Unsere Zukunft wird grauenhaft aussehen. Schwarz, so schwarz wie die gestorbenen, einst weißen Seelen der Menschen, die diese Welt bevölkern. Vor ein paar Jahren wäre noch viel zu ändern gewesen. Jetzt ist es zu spät. Wie gesagt, das Urteil ist gefallen. Heute am Vormittag hat es einen großen Wettstreit gegeben. Zwei Staaten haben sich ein Duell geliefert, wer mehr Raketen auf einmal abschießen kann. Ich weiß nicht genau, wie viele Menschen ums Leben gekommen sind, aber schätzungsweise ein paar Millionen. Ich merke, dass ich immer kaltblütiger werde. Was soll‘s, ist doch auch schon egal.
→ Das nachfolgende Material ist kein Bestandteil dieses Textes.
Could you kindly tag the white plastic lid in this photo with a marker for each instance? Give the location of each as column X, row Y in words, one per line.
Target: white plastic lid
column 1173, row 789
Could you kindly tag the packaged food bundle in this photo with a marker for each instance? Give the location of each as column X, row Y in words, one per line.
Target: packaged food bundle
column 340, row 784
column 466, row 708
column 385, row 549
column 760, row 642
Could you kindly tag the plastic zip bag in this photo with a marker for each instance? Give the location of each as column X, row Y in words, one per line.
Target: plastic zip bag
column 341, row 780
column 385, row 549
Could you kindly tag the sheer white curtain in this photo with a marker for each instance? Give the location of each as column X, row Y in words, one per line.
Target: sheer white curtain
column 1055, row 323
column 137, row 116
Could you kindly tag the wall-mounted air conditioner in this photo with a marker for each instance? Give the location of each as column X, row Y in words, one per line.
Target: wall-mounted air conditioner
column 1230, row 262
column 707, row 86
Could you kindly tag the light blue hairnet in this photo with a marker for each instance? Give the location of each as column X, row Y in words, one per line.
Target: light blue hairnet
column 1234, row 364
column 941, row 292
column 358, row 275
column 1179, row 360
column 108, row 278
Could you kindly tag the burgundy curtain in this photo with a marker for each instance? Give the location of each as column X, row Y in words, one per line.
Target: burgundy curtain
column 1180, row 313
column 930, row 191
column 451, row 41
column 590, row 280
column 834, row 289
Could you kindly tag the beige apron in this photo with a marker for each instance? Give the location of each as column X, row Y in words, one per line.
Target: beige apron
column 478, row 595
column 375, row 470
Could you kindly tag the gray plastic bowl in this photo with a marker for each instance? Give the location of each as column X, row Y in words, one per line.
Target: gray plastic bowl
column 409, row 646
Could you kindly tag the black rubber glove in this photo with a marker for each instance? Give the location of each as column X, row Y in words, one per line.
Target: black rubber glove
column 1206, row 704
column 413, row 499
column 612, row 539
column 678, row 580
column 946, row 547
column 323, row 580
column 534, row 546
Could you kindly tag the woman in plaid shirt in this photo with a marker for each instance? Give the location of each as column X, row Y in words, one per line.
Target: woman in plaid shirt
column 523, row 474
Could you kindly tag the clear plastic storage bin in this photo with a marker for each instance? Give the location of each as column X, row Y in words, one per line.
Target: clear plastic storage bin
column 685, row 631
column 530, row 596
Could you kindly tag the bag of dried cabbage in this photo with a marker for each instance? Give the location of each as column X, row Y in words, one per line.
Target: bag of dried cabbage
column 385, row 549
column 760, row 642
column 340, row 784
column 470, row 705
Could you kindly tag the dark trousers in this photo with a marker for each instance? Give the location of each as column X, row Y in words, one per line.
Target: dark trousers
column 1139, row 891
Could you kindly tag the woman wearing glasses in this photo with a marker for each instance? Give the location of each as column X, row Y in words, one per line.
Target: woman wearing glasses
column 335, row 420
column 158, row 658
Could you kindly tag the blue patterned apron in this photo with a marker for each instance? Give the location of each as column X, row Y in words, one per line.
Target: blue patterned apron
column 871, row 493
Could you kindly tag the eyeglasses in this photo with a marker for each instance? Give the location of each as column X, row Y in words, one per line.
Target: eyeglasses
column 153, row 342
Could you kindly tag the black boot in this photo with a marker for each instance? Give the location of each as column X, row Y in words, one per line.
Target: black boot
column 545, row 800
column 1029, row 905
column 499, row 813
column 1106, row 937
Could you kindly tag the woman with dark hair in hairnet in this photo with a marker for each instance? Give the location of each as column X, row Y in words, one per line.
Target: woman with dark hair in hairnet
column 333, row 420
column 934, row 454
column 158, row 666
Es war sowieso grauenhaft, der Einzige zu sein, der wirklich das ganze Ausmaß der Katastrophen erkennt. Am schlimmsten war aber, die Einzige zu sein, die das Wort Gefühl noch kennt und sogar schreiben kann. Somit hat wohl auch der letzte Mensch auf dieser Welt aufgehört, zu fühlen und Mitleid zu haben mit sich und dieser ganzen Erde.
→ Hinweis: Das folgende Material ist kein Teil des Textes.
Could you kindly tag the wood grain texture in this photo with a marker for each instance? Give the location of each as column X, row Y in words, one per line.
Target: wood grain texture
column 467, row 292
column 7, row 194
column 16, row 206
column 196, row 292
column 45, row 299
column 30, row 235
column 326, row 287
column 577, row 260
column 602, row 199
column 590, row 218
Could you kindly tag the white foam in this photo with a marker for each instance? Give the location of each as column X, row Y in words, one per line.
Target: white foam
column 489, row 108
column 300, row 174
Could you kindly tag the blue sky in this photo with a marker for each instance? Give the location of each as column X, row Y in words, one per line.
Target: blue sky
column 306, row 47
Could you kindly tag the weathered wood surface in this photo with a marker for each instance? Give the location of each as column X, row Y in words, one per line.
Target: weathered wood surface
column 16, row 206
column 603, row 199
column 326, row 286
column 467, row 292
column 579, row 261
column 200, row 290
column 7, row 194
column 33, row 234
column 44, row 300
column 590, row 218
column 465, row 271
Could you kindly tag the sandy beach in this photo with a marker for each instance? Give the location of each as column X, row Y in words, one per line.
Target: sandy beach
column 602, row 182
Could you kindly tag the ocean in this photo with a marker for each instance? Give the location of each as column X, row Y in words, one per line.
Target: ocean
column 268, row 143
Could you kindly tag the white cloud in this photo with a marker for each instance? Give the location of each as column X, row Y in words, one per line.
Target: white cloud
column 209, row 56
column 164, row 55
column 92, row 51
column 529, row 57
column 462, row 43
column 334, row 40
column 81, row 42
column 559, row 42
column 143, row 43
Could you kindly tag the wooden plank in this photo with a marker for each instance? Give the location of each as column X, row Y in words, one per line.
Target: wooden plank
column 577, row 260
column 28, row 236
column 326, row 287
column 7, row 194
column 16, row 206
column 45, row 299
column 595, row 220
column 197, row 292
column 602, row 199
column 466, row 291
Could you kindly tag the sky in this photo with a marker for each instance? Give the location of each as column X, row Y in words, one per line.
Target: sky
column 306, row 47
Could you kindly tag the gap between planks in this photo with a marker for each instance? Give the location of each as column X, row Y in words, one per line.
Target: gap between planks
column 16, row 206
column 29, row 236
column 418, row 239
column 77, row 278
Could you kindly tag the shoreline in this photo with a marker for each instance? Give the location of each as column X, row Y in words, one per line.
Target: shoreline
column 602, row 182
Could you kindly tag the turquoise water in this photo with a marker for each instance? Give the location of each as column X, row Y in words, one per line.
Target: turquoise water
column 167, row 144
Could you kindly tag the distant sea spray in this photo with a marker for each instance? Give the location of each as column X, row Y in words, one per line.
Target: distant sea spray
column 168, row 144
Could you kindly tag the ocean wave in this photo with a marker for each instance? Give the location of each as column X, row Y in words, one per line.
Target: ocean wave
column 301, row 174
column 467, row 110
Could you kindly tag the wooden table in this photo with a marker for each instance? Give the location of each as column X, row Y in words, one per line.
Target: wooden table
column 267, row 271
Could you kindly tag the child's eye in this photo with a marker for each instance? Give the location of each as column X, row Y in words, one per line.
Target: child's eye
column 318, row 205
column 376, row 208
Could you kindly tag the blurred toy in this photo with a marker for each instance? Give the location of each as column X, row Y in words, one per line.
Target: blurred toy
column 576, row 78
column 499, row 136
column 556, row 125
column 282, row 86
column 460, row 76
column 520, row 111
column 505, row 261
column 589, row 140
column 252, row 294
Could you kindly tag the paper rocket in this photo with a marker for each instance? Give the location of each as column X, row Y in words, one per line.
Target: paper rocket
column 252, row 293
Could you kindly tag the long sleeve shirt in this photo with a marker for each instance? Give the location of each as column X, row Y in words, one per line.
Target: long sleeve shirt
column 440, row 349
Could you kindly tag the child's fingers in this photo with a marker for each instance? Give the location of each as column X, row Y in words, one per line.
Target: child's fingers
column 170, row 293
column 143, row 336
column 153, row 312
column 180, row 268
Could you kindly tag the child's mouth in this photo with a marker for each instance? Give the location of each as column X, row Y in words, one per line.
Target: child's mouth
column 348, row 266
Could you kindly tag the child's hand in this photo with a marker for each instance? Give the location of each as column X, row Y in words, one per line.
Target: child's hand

Donnerstag, der 16. Dezember 2005

Am Dienstag und am Mittwoch bin ich in einem Bunker gesessen und habe gehofft, dass der Mann neben mir aufhört zu schnarchen. Schließlich wollte ich doch auch schlafen. Nur dazusitzen und zu hoffen, dass das Haus, in dem du wohnst, nicht von einer Bombe getroffen wird, hat auch sehr wenig Sinn … Nein, so geht das nicht weiter. Wenn ich so etwas schreibe, belüge ich mich selbst … in mir ist doch noch etwas vorhanden, das Angst hat. Und das trauert. Es trauert um dieses Fleckchen auf einer Landkarte, das einem so vertraut ist. Heimat nennt man so etwas. Wenn sie zerstört wird, wird auch ein Stück von mir zerstört. Wie oft sind meine Freundin und ich unter diesem Baum im Garten gesessen und haben darüber geredet, was wir an der Politik ändern, wenn wir mal alt genug dazu sind. Meine Freundin … die Einzige, die gedacht hat wie ich … Wie lange ist es her, dass ich sie das letzte Mal gesehen habe ? Es haben so viele Leute gesagt, dass der Krieg nicht richtig ist. Aber um ihn wirklich zu verhindern, hat keiner etwas getan.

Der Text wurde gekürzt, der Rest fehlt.